This Pretty Much Sums Up My Mood This Week. Via Vulture:
The Other Sport. There's one thing clear after Iowa's performance in the Paradise Jam over the weekend: Improvement is going to be in fits and starts. After an expected loss to Xavier in the opening round, Iowa surprised some outside observers by beating Alabama and making yesterday's consolation bracket championship game against Long Beach State, a team coached by former Minnesota head man Dan Monson (ARGGGHHH HATE WEEK). After a solid start that included a 14-0 run and 12-point lead, the Hawkeyes gave it all back and then some, losing 78-72 to take sixth place in the eight-team tournament. The story of Monday's game: Offensive rebounds. LBSU got 21 of them, Iowa just 8. While Long Beach was only able to convert those rebounds into six second-chance points, that's the difference.
As for this team's long-term prospects, Friend of the Pants John Bohnenkamp gives his assessment:
Iowa lacks a consistent on-court presence right now. Eric May has been up-and-down. Matt Gatens is struggling as he recovers from surgery on his non-shooting hand in late October. Cully Payne hasn’t been the scorer McCaffery wanted, and it might be affecting his play. Jarryd Cole hasn’t been productive. Freshman Melsahn Basabe has been frustrated as he learns to play.
Even the reserves have been inconsistent. Andrew Brommer has shown flashes of success when he’s not getting into foul trouble. Zach McCabe has shown confidence in the early days of his freshman season, but still is streaky as a shooter. Devyn Marble looks like he’s getting it, but he is streaky as well. Devon Archie has been productive, but it’s still unclear how much of a factor he can be.
You really can't discount the effect of Gatens's struggles to reacclimate himself to the game after missing a large chunk of the preseason and the team's first two games. By all accounts, Gatens struggled mightily with his jump shot all weekend, and as any longtime Gatens observer knows, as goes Gatens's jumper, so go Gatens's everything else.
Fun With Depth Charts. the two-deeps for Minnesota week were released yesterday with little fanfare. As expected, Marcus Coker is listed as your starter at halfback following Adam Robinson's second concussion of the season. Troy Johnson gets the start at strong-side linebacker. Adam Gettis returns to the depth chart as Vandervelde's backup at left guard. Morehouse takes this opportunity to play a little Assume the Position 2011; I agree with everything he says other than Mossbrucker's chances of reclaiming the kicker position. That ship has sailed.

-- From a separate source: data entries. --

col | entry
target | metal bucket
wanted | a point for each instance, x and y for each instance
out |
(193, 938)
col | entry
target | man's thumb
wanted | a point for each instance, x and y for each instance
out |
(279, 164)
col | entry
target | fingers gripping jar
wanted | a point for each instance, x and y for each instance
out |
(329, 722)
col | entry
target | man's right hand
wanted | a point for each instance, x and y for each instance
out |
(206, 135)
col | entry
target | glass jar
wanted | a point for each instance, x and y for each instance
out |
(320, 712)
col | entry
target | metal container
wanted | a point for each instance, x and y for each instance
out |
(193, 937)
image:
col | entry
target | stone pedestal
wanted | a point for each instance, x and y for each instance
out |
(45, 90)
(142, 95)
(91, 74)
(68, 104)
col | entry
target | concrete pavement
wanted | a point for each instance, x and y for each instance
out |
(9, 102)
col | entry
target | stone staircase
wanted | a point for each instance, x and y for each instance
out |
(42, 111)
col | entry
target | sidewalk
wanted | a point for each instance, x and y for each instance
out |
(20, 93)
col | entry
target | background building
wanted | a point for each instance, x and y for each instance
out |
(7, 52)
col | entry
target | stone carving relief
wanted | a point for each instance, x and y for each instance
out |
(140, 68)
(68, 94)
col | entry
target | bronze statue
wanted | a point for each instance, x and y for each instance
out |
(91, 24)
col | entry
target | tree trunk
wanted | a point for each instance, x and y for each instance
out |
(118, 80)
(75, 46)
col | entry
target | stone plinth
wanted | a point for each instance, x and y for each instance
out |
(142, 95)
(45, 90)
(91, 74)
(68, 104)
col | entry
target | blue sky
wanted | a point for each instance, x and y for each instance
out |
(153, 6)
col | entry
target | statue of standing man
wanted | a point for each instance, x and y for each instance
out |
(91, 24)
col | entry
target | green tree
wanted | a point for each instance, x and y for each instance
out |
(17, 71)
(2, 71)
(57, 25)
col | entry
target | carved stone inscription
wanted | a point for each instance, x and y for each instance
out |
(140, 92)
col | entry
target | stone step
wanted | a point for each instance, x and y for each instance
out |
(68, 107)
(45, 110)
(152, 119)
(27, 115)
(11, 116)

In other football news, Ricky Stanzi has been named a finalist for the Johnny Unitas Golden Arm award -- interesting, given that he's been completely outperformed by his counterpart in three straight games, and none of those three are included in the list of five finalists, though Dan Persa and Terrelle Pryor aren't eligible -- and Ryan Donahue is a Ray Guy Award finalist.
Miscellaneous, et cetera:
Kirk Ferentz discussed the Iowa-Minnesota rivalry at this morning's Big Ten teleconference and is the first public figure I've seen acknowledge something we noticed two weeks ago: Iowa might be the first team in Big Ten history to play in four senior days in the same season.
Doc Saturday puts the entire season under the microscope of Life on the Margins. It's worth reading, but bring tissues for the open weeping it will produce. And, by the way, we didn't say mGoBrian was an idiot for thinking Iowa could go fifth in the conference. We said he was an idiot for buying into the ongoing meme that Iowa was lucky because Tyler Sash caught a pinball interception, especially when his own commenters said Iowa wasn't nearly as lucky as that anecdotal evidence suggested. On the same token, we haven't run the numbers, but we doubt sincerely this season can be chalked up to "bad luck" nearly as much as it can be attributed to piss-poor fourth quarter defense and hyperconservative playcalling and execution on offense. Anyone who says this season was just bad luck is just as idiotic.
Adrian Clayborn is still attractive to NFL scouts, according to Matt Millen, which is the equivalent of being called a darned good British Prime Minister by Neville Chamberlain.
Off Tackle Empire's Ted Glover, an Ohio State fan who committed one of the great acts of hypocrisy last week by calling Iowa fans arrogant, came to Iowa City and lived to tell the tale.